Expanding its push to fill vacant homes, the Obama administration is giving mortgage aid to real-estate investors who bought multiple homes during the housing bubble.
Having recently expanded its TARP-funded Home Affordable Modification Program, the administration will now extend the program to landlords for the first time.
“Landlords can qualify for up to four federally-subsidized loan workouts starting around May, as long as they rent out each house or have plans to fill them,” Bloomberg reports. “The program pays banks to reduce monthly payments by cutting interest rates, stretching terms, and forgiving principal.”
Until now, the White House had only extended mortgage modification to owner-occupied homes, rather than real-estate investors and landlords—a group that includes the kind of buy-and-flip speculators that fueled the bubble in the first place. At the peak of the bubble, almost half of all new mortgages were linked to investors trying to make money in the states with the biggest housing bubbles, according to a September report by New York Federal Reserve that Bloomberg flags. “In part by apparently misreporting their intentions to occupy the property, investors took on more leverage.?.?.these marginal borrowers appear to have contributed substantially to both the increasing amount of real estate related debt during the boom, and to the rapid deleveraging and delinquency that accompanied the bust.”

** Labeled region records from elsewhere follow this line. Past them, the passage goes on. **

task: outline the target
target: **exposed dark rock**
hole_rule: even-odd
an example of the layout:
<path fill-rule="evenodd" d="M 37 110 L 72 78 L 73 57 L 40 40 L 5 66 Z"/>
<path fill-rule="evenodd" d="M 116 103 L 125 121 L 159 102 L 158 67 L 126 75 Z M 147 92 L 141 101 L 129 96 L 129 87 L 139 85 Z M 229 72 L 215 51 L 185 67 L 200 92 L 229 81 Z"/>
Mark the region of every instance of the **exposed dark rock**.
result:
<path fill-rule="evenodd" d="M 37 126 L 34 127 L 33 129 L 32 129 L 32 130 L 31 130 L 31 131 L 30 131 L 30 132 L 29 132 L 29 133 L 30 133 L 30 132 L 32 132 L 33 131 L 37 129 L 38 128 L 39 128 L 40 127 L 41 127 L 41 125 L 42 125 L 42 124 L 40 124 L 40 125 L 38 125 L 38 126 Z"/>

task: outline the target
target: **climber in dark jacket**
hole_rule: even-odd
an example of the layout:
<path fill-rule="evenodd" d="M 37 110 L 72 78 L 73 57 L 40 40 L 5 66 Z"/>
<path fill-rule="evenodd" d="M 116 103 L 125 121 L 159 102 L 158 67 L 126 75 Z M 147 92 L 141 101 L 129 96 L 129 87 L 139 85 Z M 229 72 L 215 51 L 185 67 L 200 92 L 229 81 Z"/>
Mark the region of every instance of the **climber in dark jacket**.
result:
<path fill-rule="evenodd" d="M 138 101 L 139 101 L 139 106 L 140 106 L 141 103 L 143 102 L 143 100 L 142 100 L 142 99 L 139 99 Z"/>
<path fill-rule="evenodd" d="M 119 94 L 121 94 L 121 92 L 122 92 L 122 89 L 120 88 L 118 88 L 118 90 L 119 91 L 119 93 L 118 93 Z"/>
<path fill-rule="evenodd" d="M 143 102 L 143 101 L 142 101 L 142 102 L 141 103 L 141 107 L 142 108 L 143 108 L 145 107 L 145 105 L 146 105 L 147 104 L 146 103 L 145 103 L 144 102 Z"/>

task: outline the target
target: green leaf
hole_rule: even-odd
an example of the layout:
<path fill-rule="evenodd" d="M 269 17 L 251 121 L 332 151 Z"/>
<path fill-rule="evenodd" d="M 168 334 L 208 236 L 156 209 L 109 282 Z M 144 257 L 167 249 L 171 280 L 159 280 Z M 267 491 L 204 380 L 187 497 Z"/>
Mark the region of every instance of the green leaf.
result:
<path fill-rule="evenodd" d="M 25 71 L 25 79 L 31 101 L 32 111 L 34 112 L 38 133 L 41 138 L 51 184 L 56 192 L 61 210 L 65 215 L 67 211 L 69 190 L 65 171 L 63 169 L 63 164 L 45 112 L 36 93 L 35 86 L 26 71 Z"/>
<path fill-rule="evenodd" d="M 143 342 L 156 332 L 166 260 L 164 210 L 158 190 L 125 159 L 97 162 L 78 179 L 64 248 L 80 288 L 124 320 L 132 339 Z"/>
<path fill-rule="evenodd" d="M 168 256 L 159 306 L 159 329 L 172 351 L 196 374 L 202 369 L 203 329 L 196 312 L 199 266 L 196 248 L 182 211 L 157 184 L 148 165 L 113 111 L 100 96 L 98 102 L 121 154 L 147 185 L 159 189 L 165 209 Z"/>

But the huge overhang of vacant properties has continued to hold back the entire housing recovery. And the Obama administration has had trouble getting enough distressed homebuyers who are living in their homes to participate in HAMP. So extending help to landlords who own multiple properties—not all of whom were speculators—could make the program more effective and help lift the stagnant housing market that’s holding back the entire economic recovery.
That said, the change is likely to raise the hackles of those who believe that taxpayer money would be better spent on underwater homeowners who bought homes with the intention of living in them, not to game the market. As the New York Fed notes, such real-estate speculators are “no one’s first priority for receiving taxpayer dollars.” Calculated Risk raises other questions about which landlords will qualify for the expanded program.